Elsewhere Dex-starr is still smarting from the punch on the nose he received from Stromwatch’s Midnighter back in issue #10 and is taking it out on anybody with a chin spike!  And back on Ysmault the rest of the Red Lanterns speculate on why their power battery remains weak little realising the answer is below their feet.  In what for me is the most exciting panel of the whole book, Miguel Sepulveda gives us a spectacularly spooky rendering of the Inversions that captures the horror of Kevin O’Neil’s original drawings perfectly.  I have contemplated doing a commentary on Alan Moore’s Tygers here at Flodo’s Page for a while now and this great image has cemented the need in my mind.  Geoff Johns, Tomasi, Milligan and the rest have taken a little piece of Green Lantern history and turned it into a legend… so watch this space.

Back at the RL ranch things aren’t running so smoothly either.  Years before Atrocitous had stashed the bodies of the Manhunters in readiness for a time when he would have need of a fighting force.  He uses the blood of a native predator to retrieve them.  I took it that this creature caused Atrocitus to see hallucinations of his tortured past but I could be reading this incorrectly.  In either case the Manhunters appear but they are lifeless.  I have an issue with the look of the robots in Red Lanterns.  Visually it seems that their faces have rotted away to reveal a Terminator type skull underneath, complete with rows of uncovered teeth.  Please correct me in the comments below if I am wrong but surely the whole point of these characters being introduced is that there are 100% inorganic and therefore have no flesh to rot.  In my mind they should look in the same state of repair as the day they were buried.  I feel like Sepulveda’s effort to create dreadful images has led him in this case to overlook the basic premise of the story.

With the power battery being so weak Atrocitus has to use hemoglobin ripped from his own jugular to perform the blood magic that fires the androids up.  He assumes they will bend to his will and so no-one is more surprised than the Red Lantern leader when instead they follow their previous prime directive, “No man escapes the Manhunters”.  In the final splash page they pound him with energy blasts and we can see his skeleton outlined by his brute form.  Alas, this isn’t the cliff-hanger it could have been considering we’ve already seen him in the vision from Green Lantern #11 leading the Manhunters into battle.  I’m going to bet he wriggles out of this one faster than Adam West escapes a death trap at same bat-time, same bat-channel.

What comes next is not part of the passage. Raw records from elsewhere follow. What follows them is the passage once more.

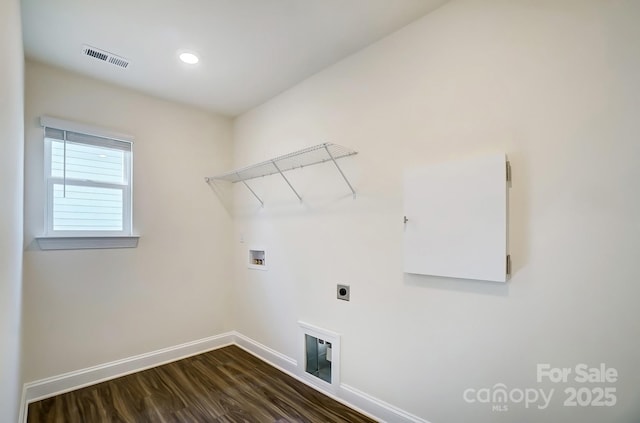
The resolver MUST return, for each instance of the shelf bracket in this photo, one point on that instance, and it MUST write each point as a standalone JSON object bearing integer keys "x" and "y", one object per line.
{"x": 340, "y": 170}
{"x": 254, "y": 194}
{"x": 286, "y": 180}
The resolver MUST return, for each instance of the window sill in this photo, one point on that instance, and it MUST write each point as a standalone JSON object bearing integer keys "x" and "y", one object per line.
{"x": 88, "y": 242}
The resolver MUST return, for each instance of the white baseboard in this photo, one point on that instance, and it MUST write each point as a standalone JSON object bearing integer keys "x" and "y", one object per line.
{"x": 377, "y": 408}
{"x": 273, "y": 357}
{"x": 352, "y": 397}
{"x": 56, "y": 385}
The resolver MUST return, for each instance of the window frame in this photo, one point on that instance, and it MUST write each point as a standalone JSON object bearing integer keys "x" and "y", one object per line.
{"x": 80, "y": 239}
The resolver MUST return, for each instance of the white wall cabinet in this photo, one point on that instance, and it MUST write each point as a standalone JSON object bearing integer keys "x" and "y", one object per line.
{"x": 456, "y": 219}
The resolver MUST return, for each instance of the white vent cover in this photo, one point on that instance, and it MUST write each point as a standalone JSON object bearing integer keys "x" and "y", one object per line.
{"x": 105, "y": 56}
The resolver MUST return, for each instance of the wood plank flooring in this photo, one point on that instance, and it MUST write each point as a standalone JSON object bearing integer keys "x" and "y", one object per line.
{"x": 227, "y": 385}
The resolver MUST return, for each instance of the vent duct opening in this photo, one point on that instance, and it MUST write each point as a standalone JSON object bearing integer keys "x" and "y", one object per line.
{"x": 105, "y": 56}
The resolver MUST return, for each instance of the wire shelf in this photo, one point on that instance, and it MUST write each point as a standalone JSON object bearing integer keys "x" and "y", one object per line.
{"x": 298, "y": 159}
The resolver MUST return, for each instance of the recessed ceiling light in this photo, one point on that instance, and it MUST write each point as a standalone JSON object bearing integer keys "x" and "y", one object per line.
{"x": 189, "y": 58}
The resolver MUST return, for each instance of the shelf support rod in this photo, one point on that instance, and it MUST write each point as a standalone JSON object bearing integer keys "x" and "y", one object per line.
{"x": 286, "y": 180}
{"x": 340, "y": 170}
{"x": 253, "y": 192}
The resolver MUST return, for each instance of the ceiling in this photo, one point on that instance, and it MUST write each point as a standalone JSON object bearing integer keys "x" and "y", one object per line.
{"x": 250, "y": 50}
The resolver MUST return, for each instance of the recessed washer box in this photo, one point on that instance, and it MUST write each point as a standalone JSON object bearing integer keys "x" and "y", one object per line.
{"x": 257, "y": 259}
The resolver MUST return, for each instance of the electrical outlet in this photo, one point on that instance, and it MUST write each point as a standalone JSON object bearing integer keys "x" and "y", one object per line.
{"x": 343, "y": 292}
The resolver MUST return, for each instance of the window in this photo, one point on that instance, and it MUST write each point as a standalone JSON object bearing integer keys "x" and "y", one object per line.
{"x": 88, "y": 183}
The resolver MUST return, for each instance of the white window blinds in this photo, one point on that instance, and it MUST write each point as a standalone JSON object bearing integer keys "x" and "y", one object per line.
{"x": 88, "y": 184}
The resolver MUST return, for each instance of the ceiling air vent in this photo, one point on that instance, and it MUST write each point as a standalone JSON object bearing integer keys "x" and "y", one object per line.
{"x": 105, "y": 56}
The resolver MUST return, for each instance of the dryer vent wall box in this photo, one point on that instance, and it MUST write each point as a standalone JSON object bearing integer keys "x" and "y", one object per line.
{"x": 257, "y": 259}
{"x": 455, "y": 222}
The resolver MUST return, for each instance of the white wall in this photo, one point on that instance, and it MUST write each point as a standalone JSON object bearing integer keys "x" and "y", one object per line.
{"x": 11, "y": 184}
{"x": 555, "y": 85}
{"x": 89, "y": 307}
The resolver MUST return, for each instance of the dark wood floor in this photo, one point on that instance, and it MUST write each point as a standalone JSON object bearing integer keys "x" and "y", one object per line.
{"x": 227, "y": 385}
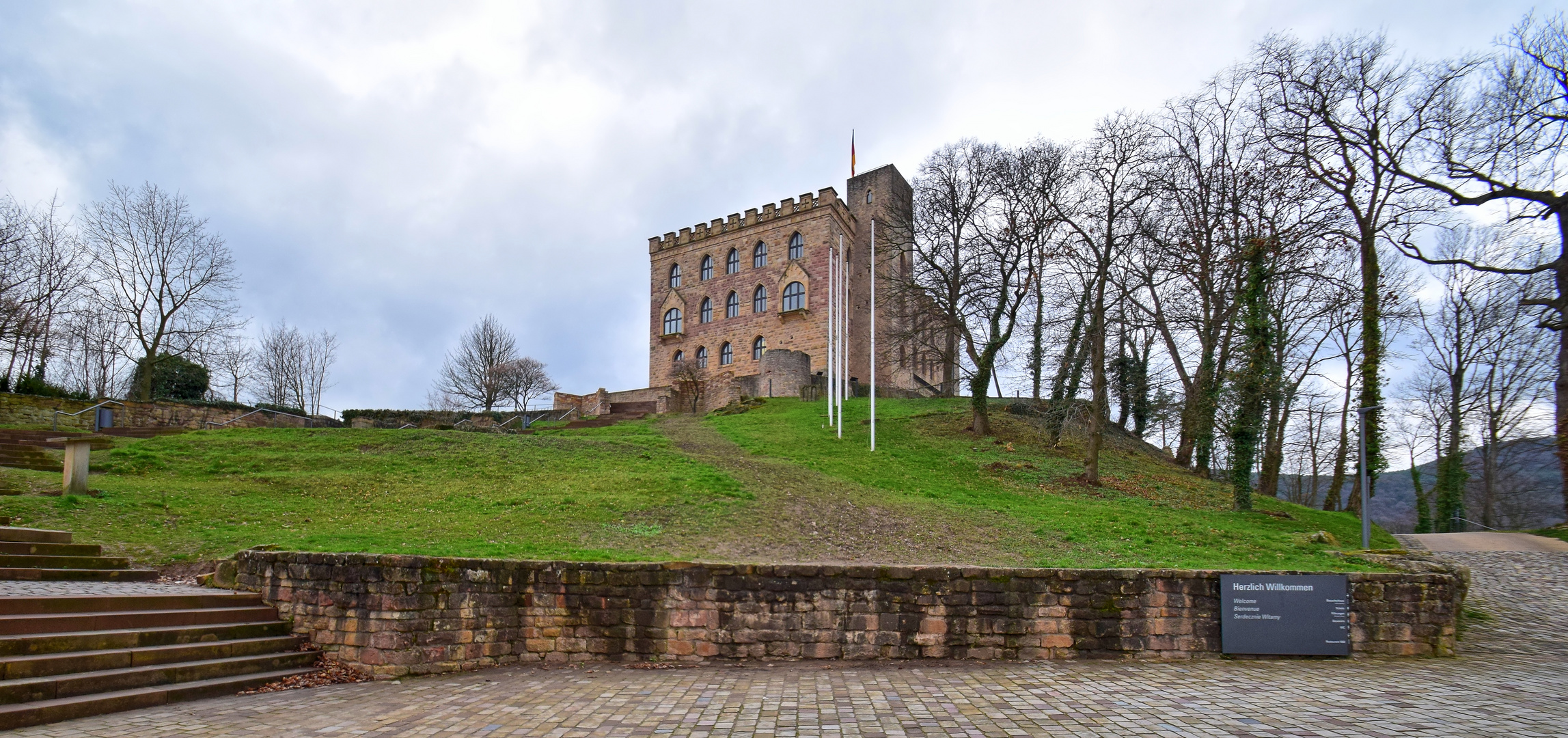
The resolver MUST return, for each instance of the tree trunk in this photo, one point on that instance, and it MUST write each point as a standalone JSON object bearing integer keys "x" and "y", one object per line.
{"x": 1332, "y": 500}
{"x": 1097, "y": 348}
{"x": 1371, "y": 361}
{"x": 1560, "y": 384}
{"x": 1422, "y": 508}
{"x": 1037, "y": 344}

And that, as I mentioned above, highlights the whole problem I have with Red Lanterns #15 (and the #15 issues of the other lantern titles too); I was sold an event and I tweeted heavily about #ThirdArmy before it was published.  I feel like I have helped over-hype something that is more of a continuing story arc than an event in the classic sense.  The inclusion of the Manhunters is a great concept but I am eager to get into the thick of the action.  Atrocitus’ role in this book could have been covered in a few pages and Rankorr’s could have been left for another time or, as is my preference, should have taken place several issues ago.  At this stage, with only one more month to go, we should be up to our ears in evil minions and kicking some alien bad-guy ass from here to sector 3600!